С фронта поступают сводки об упорном сопротивлении, оборонительных боях… Только по названиям оставляемых городов можно понять, как быстро идут немцы. В отдельные дни и недели они практически не встречали сопротивления. Но я на такой анализ явно не был способен. До меня совсем не доходила страшная опасность даже тогда, когда в сводках замелькали знакомые с детства Красногвардейск, Ропша, Дудергоф, Красное Село… Уши больше прислушивались к газетным фразам: «враг отброшен», «враг остановлен», «враг несет огромные потери»… Где-то может быть и было так, но не под Ленинградом.
К концу сентября быстро растаяли все продуктовые запасы, так или иначе бывшие в каждой семье. Именно к этому времени наша квартира, а с нами и вся масса «рядовых ленинградцев», ощутила первое, как ледяной ветер сковывающее душу дыхание голода.
Мы еще не знаем, что такое дистрофия. Люди стыдятся постоянного чувства голода. Еще не слышно в очередях отчаянных криков: «Пустите! Я дистрофик третьей степени!». Но недостаток продуктов («голодный дискомфорт») уже крепко укоренился в городе. Люди стремятся что-то достать, купить, обменять. Город, как растревоженный улей, глухо гудит, с надеждой прислушиваясь к бравурным крикам о наших победах. Появились слухи: выезжать на колхозные поля запрещено — расстрел на месте… Но все равно где-то в начале октября оставшиеся обитатели нашей квартиры сделали несколько выездов за хряпой. Дважды брали меня. Особенно запомнилась последняя поездка. Возглавлял ее Александров— застрявший в Ленинграде учащийся партийных курсов в Смольном. Александров с женой Надькой и дурашливой дочкой Нелькой поселились в нашей квартире году в тридцать седьмом— тридцать восьмом в комнате работавшего в Смольном сына Бухводички после того, как тот повесился (я об этом уже писал). Присутствие партийца Александрова вселяло в нас уверенность в хорошем исходе.

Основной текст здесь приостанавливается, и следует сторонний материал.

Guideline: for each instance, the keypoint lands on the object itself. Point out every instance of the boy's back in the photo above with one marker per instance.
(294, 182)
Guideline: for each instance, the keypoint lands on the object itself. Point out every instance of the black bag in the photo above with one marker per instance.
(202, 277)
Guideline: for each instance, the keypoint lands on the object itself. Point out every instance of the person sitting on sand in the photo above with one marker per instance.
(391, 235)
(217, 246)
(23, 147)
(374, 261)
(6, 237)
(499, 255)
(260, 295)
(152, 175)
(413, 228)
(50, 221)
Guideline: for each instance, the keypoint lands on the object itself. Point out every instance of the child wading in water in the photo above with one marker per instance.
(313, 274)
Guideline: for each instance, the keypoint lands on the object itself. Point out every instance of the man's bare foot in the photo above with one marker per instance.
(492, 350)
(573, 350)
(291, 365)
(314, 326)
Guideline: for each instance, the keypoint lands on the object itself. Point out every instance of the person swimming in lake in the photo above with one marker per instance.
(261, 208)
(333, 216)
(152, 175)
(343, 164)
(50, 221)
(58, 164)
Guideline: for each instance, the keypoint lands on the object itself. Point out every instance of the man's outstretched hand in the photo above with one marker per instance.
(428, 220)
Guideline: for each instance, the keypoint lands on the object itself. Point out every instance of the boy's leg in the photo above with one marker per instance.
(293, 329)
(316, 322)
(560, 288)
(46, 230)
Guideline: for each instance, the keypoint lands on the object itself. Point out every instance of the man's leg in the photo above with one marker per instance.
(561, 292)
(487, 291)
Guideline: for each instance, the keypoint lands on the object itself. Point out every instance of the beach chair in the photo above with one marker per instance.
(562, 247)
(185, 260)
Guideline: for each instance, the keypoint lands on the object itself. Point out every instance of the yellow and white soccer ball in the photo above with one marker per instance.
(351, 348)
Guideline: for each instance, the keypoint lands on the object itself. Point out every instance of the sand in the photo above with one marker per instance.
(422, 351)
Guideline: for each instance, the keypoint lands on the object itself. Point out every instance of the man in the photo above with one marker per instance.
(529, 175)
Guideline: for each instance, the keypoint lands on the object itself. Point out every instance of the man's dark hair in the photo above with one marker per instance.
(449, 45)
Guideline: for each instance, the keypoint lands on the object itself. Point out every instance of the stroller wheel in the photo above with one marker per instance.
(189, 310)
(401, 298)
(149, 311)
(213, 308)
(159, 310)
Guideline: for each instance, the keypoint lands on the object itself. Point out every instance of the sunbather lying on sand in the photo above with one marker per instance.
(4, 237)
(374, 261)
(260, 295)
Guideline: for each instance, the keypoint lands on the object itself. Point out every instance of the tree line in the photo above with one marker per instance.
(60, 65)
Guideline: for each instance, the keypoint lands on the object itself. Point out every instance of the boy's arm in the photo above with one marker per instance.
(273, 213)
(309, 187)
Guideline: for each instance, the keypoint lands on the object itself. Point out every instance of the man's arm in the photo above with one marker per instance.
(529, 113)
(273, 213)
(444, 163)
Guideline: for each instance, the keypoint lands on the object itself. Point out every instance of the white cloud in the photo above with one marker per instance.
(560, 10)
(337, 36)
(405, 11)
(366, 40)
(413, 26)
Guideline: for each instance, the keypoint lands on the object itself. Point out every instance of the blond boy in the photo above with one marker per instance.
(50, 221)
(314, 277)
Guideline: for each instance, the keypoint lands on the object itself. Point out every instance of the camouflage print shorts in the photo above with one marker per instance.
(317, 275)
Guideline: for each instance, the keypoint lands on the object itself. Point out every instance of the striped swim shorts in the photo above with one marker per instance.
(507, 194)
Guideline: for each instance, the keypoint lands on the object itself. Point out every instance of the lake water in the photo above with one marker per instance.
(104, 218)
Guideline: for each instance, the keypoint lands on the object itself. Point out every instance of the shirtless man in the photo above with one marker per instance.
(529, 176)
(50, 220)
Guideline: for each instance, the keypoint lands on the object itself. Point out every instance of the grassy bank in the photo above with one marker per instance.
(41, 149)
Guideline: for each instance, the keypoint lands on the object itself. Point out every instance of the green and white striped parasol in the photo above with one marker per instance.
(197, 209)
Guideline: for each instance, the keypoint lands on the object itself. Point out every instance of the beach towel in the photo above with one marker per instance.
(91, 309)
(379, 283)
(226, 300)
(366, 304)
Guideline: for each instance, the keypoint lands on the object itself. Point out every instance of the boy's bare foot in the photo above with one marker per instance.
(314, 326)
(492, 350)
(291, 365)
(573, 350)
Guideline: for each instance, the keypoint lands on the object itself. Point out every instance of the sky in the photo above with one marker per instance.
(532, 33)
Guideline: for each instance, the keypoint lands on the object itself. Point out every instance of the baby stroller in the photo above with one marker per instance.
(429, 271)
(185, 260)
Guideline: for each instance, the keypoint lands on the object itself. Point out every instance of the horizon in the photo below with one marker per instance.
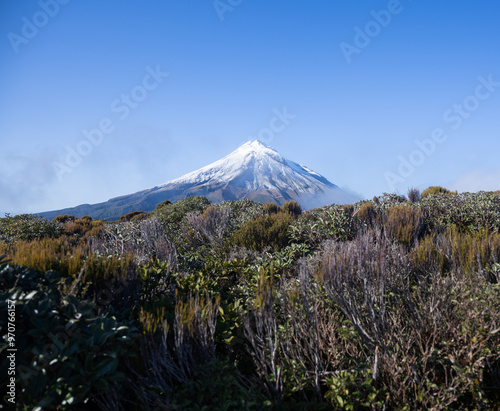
(102, 100)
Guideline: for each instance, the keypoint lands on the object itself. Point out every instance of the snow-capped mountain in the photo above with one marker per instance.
(253, 171)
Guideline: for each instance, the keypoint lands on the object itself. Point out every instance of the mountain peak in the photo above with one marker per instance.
(253, 171)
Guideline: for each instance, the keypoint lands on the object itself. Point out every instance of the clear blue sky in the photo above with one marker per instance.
(364, 81)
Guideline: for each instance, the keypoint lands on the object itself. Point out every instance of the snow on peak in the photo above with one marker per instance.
(255, 165)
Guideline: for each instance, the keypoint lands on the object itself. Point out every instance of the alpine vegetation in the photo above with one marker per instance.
(392, 303)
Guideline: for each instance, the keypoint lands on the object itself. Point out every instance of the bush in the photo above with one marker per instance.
(292, 207)
(404, 223)
(467, 211)
(27, 227)
(436, 190)
(315, 226)
(271, 208)
(173, 213)
(63, 218)
(414, 195)
(134, 216)
(67, 353)
(263, 232)
(367, 213)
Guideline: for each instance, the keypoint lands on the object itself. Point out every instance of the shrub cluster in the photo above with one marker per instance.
(383, 304)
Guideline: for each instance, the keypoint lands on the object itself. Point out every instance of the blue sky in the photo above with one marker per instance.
(366, 87)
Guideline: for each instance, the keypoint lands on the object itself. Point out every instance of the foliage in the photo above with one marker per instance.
(67, 353)
(383, 304)
(436, 190)
(173, 213)
(315, 226)
(134, 216)
(268, 231)
(468, 211)
(27, 227)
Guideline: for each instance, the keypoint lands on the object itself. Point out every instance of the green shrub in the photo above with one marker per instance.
(27, 227)
(327, 223)
(134, 216)
(64, 218)
(292, 207)
(67, 353)
(404, 223)
(173, 213)
(263, 232)
(436, 190)
(467, 211)
(271, 208)
(367, 213)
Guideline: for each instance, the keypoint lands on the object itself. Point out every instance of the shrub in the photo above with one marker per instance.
(468, 211)
(64, 218)
(271, 208)
(404, 223)
(58, 254)
(292, 207)
(27, 227)
(263, 232)
(134, 216)
(436, 190)
(414, 195)
(315, 226)
(67, 353)
(367, 212)
(173, 213)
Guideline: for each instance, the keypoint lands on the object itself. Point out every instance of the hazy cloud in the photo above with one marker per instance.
(478, 181)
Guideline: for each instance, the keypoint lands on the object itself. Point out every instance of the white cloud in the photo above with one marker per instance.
(478, 181)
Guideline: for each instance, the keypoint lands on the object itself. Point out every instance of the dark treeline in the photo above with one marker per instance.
(392, 303)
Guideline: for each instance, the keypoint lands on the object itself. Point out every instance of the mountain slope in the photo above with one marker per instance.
(253, 171)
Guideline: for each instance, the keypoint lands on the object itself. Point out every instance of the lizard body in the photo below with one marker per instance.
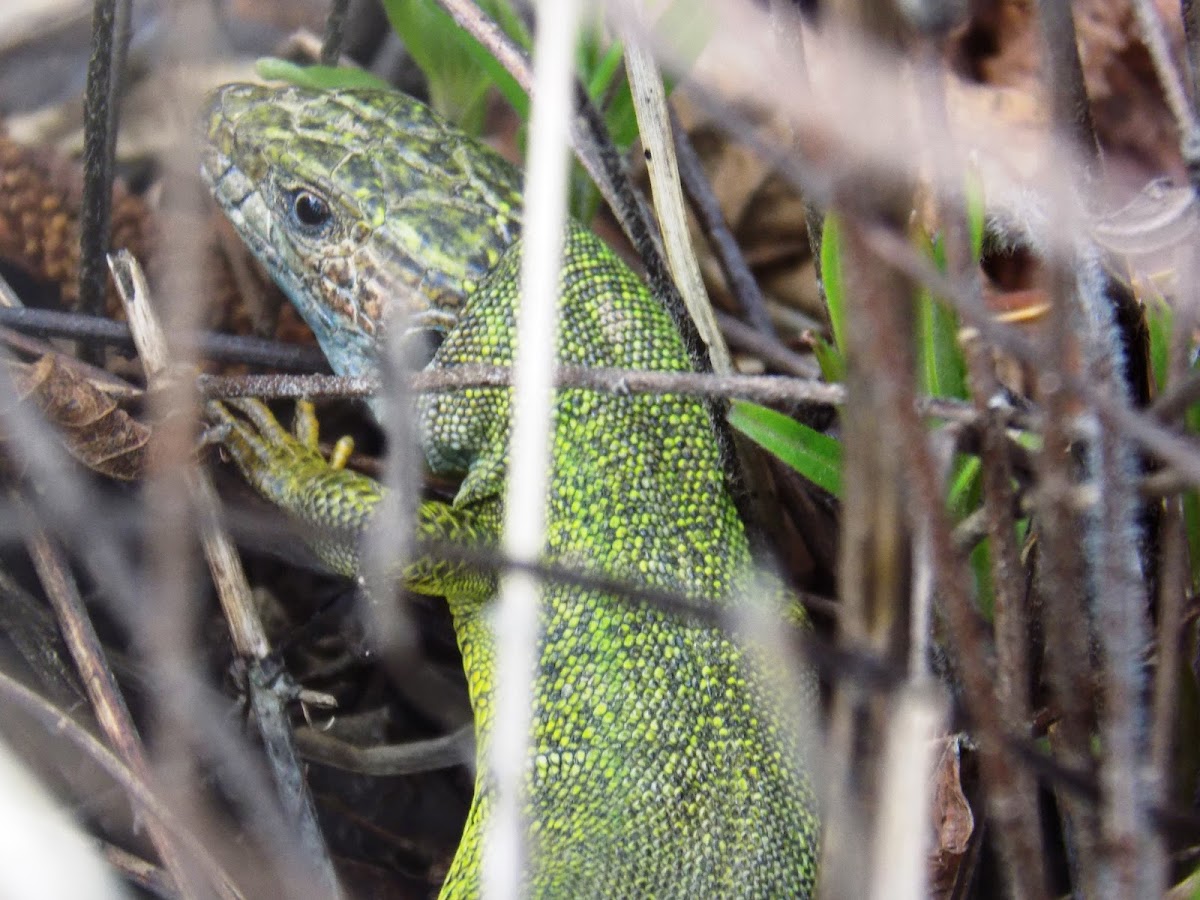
(660, 761)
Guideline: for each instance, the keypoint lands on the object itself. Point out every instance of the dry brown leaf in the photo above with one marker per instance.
(95, 431)
(953, 821)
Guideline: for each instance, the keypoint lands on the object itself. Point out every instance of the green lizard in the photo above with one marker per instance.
(660, 763)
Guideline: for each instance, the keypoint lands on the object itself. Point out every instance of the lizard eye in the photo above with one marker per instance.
(310, 211)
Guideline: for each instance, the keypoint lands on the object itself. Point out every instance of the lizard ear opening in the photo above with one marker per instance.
(419, 346)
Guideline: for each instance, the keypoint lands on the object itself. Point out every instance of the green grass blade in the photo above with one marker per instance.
(814, 455)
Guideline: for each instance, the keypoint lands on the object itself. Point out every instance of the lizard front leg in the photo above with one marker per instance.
(331, 503)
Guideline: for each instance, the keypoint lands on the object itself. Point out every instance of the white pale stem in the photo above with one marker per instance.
(525, 507)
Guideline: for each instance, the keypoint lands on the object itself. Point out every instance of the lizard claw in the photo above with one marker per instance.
(273, 460)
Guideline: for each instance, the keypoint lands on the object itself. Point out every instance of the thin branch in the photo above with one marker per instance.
(214, 346)
(59, 724)
(335, 33)
(1155, 41)
(717, 231)
(97, 186)
(777, 390)
(97, 678)
(388, 760)
(654, 125)
(237, 603)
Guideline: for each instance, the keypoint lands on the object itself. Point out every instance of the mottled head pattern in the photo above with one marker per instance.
(361, 204)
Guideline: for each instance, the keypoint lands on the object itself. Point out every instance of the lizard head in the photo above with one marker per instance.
(361, 204)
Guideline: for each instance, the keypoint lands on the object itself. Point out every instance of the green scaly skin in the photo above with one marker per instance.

По утрам уже подмораживало. Одевшись потеплее и забрав мешки, мы, женщины и дети, поехали на трамвае куда-то на Ржевку или Пороховые. Несмотря на ранний час, вагон был полон такими же «мешочниками», как мы. Не доехав до петли одну остановку, мы вышли и настороженно двинулись к темневшим вдали капустным полям. Осенний ленинградский рассвет задерживался, но и в темноте была видна безнадежно пустая черная вытоптанная земля. Очень редко попадались вдавленные в землю обрывки капустных листьев. Их и собирали… Прошло часа три, и мы стали поворачивать к дому. На краю поля я увидел уткнувшийся тупым носом в землю наш подбитый ястребок «Чайку». «Не ходи туда, там солдат!» — крикнула мне женщина, но я пошел, ибо вокруг самолета зеленели, — а среди них и белели! — капустные листья. Я уже набрал почти целый мешок, как из-за самолета вышел заспанный солдат с винтовкой наперевес. Я испугался и убежал. Домой принес совсем немного хряпы, спрятанной за пазухой и в карманах штанов.